Why did I do the ban? Because I was finding myself mindlessly scrolling through Instagram. I would open apps right after I closed them, expecting to see new content. Somehow social media grabbed me by the hand and said, "Here, I promise I'll show you pretty things that will make you feel good."

I wanted to stop feeling that twitch to check my Twitter, Instagram, and Facebook accounts.

I wanted to live in the moment and not feel like I had to capture it in a quippy tweet or a picture-perfect Instagram post.

Well, it turns out that wasn't what I was getting out of social media to begin with.

My Online Shopping Increased

Since the social media ban began, I've shopped a LOT more online. Which totally defeats the purpose of my prior shopping ban.

So it became clear: social media and shopping is filling some sort of void within me.

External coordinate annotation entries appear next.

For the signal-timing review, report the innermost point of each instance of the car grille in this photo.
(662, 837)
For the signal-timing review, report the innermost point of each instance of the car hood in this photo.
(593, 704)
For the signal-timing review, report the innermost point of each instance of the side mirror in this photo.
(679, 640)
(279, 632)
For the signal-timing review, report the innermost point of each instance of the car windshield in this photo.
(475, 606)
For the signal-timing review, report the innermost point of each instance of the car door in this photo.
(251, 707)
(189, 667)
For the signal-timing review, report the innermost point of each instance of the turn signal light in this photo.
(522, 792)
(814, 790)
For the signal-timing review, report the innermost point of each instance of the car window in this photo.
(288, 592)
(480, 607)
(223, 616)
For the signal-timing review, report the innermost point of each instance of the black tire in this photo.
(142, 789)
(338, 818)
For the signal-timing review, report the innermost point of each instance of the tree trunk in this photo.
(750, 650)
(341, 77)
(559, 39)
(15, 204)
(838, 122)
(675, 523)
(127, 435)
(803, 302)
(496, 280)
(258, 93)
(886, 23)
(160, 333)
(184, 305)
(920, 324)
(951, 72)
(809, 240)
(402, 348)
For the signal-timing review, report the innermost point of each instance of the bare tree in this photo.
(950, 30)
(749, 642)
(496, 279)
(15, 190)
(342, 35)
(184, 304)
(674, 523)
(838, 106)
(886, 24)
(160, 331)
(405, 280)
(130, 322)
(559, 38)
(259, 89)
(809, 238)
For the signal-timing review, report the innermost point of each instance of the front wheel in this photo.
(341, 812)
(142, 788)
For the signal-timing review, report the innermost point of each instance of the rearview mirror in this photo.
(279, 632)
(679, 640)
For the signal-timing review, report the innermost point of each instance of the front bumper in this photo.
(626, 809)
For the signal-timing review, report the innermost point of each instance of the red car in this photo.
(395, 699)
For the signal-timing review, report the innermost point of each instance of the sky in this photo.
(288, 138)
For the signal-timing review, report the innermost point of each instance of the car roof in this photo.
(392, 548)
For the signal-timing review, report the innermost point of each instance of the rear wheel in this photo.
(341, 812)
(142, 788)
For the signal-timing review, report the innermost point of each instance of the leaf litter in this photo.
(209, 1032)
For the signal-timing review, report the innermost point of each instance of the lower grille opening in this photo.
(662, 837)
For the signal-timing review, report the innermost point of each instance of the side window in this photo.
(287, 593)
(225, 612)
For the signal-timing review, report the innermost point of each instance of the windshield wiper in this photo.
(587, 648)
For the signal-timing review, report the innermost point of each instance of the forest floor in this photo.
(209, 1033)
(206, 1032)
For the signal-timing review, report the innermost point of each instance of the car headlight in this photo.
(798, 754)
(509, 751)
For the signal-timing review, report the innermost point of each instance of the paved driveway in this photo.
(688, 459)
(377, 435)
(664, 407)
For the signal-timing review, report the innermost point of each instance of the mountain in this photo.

What Void Am I Trying to Fill?

Do I feel more complete if I have access to social media and get social validation through likes and comments? Do I feel better about myself if I am buying new shiny things?

Yes and no.

Early on in my social media ban, I felt this sense of "why am I doing this?" in regards to blogging. I realized by sharing post updates on Instagram, I was essentially publishing a new photo and then waiting to feel "heard" through likes and comments.

Without the notifications, it felt like I was shouting at clouds over here on the blog.

But it also made me realize that most of my traffic is coming from Pinterest, so posting on IG is kind of fruitless anyway.

So I quickly got over that feeling of pointlessness and kept going on the blog.

The Distraction Factor

So, I love my job. It's challenging and I love to be challenged.

But it can be hard to get yourself into a flow. In fact, it can take up to 23 minutes after an interruption to get back into the zone.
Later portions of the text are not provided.